Part of paid clinical trials in Memphis, Tennessee.

Sponsor
St. Jude Children's Research Hospital
Study ID
NCT07257419
Phase
PHASE1
Status
Recruiting

Conditions

  • Hematologic Malignancy
  • Hematopoietic Cell Transplantation
  • Relapsed Pediatric ALL

Eligibility Criteria

Sex
ALL
Age
N/A - 21 Years
Healthy Volunteers
Not accepted

Interventions

  • Anti-Thymocyte Globulin (Rabbit) — DRUG
    Days -10, -11, -12.
  • Cyclophosphamide — DRUG
    60 mg/kg intravenous once daily on day -9.
  • Fludarabine — DRUG
    30 mg/m2 intravenous once daily for \>10 kg, 1 mg/kg intravenous once daily for ≤10 kg on days -4, -5, -6, -7, -8.
  • Thiotepa — DRUG
    5 mg/kg intravenous twice daily on day -3.
  • Mesna — DRUG
    Mesna is planned to be administered at 15 mg/kg/dose prior to cyclophosphamide and at approximately 3, 6, and 9 hours after the cyclophosphamide infusion, to give a 1:1 ratio of mesna:cyclophosphamide.
  • Melphalan — DRUG
    70 mg/m2 intravenous once daily for \>10 kg, 2.3 mg/kg intravenous once daily for ≤10 kg on days -1, and -2.
  • Filgrastim — DRUG
    G-CSF\* 10 mcg/kg/day SC days 0, -1, -2, -3, -4, -5.
  • CliniMACS System — DEVICE
    The mechanism of action of the CliniMACS Cell Selection System is based on magnetic-activated cell sorting (MACS). The CliniMACS device is a powerful tool for the isolation of many cell types from heterogeneous cell mixtures, (e.g. apheresis products). These can then be separated in a magnetic field using an immunomagnetic label specific for the cell type of interest.

Study Details

The purpose of this study is to learn more about newer methods of transplanting blood cells donated by a partially matched family member to children with high-risk CD19 positive leukemia ALL. Primary Objective: \- To assess the safety and feasibility of combining CD19-CAR(Mem) T cells after TCRαβ+/CD19 depleted haploidentical donor transplantation for pediatric patients with relapsed/refractory CD19+ B-cell malignancies.
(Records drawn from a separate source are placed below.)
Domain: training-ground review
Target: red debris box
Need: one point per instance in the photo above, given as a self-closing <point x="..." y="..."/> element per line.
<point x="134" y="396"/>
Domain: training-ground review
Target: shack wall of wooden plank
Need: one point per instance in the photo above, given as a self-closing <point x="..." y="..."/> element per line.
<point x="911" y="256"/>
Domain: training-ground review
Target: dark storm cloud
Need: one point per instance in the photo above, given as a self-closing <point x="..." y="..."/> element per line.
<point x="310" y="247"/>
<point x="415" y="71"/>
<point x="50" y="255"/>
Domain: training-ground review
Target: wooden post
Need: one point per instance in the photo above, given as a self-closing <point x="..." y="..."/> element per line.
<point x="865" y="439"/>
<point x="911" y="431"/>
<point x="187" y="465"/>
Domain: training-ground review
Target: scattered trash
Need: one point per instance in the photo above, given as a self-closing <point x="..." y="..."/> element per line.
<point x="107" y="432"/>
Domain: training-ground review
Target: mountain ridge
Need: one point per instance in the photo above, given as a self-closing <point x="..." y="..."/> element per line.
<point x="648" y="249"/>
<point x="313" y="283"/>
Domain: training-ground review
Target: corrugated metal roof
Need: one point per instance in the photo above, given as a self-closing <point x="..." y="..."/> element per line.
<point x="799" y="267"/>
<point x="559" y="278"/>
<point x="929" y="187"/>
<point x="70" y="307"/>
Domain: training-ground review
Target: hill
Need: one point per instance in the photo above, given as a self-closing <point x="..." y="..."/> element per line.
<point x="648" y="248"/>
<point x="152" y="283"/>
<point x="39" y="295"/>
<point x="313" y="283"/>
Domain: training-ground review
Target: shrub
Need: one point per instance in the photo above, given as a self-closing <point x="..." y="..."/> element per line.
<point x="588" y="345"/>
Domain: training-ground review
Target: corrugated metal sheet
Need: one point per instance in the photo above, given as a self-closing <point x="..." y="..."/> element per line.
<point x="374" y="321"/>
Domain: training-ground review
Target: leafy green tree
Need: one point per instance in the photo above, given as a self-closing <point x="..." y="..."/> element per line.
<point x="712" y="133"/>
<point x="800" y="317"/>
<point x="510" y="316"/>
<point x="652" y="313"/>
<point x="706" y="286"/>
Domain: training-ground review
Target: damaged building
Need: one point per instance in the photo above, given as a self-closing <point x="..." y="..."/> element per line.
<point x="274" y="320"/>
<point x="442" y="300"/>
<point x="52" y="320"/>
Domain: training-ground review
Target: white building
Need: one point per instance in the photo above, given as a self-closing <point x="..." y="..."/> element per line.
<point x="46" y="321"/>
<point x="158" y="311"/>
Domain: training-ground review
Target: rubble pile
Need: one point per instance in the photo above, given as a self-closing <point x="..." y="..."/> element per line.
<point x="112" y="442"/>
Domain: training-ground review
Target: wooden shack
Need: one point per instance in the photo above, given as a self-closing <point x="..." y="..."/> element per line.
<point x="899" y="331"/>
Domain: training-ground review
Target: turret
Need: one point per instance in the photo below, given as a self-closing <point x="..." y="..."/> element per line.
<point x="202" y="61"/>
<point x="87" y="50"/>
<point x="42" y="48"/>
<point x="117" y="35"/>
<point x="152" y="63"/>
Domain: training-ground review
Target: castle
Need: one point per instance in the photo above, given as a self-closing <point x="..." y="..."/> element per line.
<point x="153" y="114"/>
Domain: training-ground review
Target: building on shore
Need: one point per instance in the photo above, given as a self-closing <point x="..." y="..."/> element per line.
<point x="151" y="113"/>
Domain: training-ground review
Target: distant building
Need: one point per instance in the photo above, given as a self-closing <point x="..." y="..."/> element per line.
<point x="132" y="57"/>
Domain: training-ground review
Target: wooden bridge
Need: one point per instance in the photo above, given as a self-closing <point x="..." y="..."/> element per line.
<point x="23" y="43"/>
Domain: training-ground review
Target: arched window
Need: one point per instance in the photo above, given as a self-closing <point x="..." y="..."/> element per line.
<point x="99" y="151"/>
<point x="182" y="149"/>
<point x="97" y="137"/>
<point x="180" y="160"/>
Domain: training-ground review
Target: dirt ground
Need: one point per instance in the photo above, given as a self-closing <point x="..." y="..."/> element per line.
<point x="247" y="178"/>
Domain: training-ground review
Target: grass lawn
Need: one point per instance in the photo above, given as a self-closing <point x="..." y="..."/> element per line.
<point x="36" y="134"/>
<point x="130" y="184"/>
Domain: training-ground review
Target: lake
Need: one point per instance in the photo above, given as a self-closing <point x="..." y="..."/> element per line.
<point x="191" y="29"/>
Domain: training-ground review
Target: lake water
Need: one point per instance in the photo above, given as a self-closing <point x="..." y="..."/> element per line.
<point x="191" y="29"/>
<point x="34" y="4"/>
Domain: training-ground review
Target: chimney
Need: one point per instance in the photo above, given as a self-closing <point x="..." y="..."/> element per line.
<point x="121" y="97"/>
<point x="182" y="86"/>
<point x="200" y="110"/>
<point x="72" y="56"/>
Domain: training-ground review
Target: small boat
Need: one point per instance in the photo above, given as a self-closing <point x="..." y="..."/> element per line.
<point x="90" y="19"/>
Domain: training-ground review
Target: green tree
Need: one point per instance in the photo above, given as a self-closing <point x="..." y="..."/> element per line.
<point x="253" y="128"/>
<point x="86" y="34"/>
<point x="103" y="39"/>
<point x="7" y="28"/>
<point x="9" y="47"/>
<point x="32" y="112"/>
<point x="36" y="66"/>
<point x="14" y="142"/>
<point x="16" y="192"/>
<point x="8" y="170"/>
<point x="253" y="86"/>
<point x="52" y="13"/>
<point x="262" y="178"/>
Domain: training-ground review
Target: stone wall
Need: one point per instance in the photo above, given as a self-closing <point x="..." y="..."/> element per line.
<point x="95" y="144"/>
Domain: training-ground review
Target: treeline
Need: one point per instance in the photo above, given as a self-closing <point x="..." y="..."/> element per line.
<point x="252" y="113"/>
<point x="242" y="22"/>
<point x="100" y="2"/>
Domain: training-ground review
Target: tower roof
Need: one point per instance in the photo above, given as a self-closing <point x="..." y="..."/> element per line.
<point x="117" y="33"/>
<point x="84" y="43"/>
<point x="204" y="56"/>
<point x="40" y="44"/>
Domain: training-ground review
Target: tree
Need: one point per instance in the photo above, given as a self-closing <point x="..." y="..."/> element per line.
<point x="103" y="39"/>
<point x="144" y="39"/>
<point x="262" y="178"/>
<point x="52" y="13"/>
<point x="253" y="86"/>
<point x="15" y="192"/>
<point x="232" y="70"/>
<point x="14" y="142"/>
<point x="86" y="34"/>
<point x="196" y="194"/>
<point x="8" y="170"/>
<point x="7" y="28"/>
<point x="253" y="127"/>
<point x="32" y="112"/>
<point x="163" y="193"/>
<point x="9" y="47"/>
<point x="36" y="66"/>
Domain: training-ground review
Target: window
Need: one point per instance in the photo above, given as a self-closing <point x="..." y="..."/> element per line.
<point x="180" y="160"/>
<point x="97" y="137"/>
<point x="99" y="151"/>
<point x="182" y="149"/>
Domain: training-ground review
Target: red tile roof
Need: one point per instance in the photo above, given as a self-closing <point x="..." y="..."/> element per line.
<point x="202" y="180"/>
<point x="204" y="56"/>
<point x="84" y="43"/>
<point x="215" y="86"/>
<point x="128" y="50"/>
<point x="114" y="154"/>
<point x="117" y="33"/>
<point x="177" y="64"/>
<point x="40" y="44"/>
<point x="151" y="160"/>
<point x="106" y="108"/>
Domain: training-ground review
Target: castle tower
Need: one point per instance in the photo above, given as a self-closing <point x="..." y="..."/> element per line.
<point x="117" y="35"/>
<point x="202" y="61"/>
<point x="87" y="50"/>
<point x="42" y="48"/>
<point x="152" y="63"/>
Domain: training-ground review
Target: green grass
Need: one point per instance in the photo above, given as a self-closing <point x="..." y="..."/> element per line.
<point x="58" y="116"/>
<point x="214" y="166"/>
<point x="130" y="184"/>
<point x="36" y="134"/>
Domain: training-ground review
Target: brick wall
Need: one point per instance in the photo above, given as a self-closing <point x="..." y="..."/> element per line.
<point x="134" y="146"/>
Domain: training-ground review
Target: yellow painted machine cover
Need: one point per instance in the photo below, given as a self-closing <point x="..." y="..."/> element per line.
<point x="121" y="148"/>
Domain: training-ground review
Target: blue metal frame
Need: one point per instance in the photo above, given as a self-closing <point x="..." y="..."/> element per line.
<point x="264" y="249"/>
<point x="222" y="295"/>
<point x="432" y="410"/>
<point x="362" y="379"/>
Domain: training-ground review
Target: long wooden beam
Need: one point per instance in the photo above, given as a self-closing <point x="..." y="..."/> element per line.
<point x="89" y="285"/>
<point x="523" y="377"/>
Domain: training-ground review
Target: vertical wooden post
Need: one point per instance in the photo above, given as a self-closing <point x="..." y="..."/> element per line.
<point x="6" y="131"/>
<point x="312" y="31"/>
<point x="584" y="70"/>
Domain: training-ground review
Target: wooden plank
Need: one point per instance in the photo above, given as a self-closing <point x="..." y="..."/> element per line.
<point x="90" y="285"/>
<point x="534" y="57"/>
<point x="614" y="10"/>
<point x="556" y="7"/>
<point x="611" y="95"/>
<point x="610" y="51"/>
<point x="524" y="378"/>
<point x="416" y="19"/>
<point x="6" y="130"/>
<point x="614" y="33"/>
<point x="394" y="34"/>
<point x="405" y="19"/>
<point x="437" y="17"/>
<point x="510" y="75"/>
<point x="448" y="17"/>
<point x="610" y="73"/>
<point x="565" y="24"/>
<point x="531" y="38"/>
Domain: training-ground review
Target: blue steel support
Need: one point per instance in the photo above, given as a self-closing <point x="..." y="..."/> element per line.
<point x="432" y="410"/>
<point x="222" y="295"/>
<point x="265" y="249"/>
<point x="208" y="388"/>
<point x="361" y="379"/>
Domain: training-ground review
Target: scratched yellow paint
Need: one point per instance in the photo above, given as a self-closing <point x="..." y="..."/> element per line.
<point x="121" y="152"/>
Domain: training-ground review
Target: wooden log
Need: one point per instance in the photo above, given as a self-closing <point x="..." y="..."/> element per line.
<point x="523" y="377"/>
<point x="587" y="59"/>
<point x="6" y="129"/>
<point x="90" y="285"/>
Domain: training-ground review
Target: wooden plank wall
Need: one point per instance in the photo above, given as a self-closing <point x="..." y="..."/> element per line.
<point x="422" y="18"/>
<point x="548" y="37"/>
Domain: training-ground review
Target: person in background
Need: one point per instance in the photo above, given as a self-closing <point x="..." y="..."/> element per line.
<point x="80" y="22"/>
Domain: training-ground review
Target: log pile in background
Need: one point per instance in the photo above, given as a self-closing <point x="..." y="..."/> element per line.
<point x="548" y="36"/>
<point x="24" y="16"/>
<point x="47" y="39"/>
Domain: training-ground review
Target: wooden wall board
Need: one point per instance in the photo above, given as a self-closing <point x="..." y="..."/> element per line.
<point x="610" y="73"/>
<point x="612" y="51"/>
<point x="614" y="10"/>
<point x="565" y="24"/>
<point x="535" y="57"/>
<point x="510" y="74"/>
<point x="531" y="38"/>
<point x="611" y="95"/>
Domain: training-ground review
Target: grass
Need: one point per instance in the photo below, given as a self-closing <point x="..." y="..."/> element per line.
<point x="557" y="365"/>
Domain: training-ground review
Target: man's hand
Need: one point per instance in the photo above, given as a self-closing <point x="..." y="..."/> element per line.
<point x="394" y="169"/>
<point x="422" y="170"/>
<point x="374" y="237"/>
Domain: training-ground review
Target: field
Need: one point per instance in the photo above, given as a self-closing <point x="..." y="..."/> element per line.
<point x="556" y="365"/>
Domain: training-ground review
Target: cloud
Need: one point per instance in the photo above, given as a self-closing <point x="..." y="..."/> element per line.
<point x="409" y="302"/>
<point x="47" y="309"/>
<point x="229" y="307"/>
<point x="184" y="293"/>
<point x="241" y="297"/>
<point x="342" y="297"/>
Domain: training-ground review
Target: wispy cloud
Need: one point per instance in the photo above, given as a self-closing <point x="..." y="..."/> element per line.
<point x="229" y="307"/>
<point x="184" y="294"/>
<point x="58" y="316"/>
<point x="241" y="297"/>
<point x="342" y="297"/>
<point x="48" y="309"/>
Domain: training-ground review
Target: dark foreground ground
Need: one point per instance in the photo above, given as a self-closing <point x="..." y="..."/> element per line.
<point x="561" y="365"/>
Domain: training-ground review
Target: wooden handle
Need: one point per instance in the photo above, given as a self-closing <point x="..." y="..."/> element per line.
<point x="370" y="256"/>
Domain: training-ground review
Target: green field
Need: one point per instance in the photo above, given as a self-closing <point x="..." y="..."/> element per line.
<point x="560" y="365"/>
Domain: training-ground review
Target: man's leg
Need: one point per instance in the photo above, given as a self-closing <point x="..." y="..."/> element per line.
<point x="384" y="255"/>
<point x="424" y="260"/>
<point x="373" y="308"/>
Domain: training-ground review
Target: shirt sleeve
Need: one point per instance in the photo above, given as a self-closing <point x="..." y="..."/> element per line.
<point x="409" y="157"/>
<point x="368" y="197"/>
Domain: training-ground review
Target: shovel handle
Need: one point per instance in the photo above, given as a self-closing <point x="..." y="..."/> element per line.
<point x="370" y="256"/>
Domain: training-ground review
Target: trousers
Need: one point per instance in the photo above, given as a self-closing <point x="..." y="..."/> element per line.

Secondary Objectives: * To estimate 1-year post-transplant overall survival, event-free survival, and GVHD-free relapse-free survival (GRFS). * To estimate cumulative incidence of engraftment, acute and chronic GVHD, and immune-related adverse events, including CRS and ICANS.

Key Dates

Start date
Jun 3, 2026
Status verified
May 2026
Primary completion
Dec 31, 2031
Completion
Dec 31, 2035

Study Design

Enrollment
70 participants (estimated)
Allocation
NA
Intervention model
SINGLE_GROUP
Primary purpose
TREATMENT

Arms

  • Experimental: HAPALL Treatment
    Patients receive a conditioning regimen that will comprise of ATG, Fludarabine, Cyclophosphamide. Melphalan and Thiotepa. Following the conditioning regimen, patients receive infusion of TCRαβ+/CD19 B cell depleted progenitor cell infusion on day 0. Then as early as day + 14 patients will receive the previously manufactured CD19-CAR(Mem) T cell product. Patients will then be monitored for safety and efficacy of the infused CAR T-cell product, Cells for infusion are prepared using the CliniMACS system.

Primary Outcome Measure

To assess the safety of combining CD19-CAR(Mem) T cells after TCRαβ+/CD19 depleted haploidentical donor transplantation for pediatric patients with relapsed/refractory CD19+ B-cell malignancies. [ Time Frame: This will be assessed 100 days post-HCT ]

Central Contacts

Locations (1)

FacilityCityStateZIPSite coordinators
St. Jude Children's Research HospitalMemphisTennessee38105
Swati Naik, MBBS
888-226-4343
Swati Naik, MBBS (PRINCIPAL_INVESTIGATOR)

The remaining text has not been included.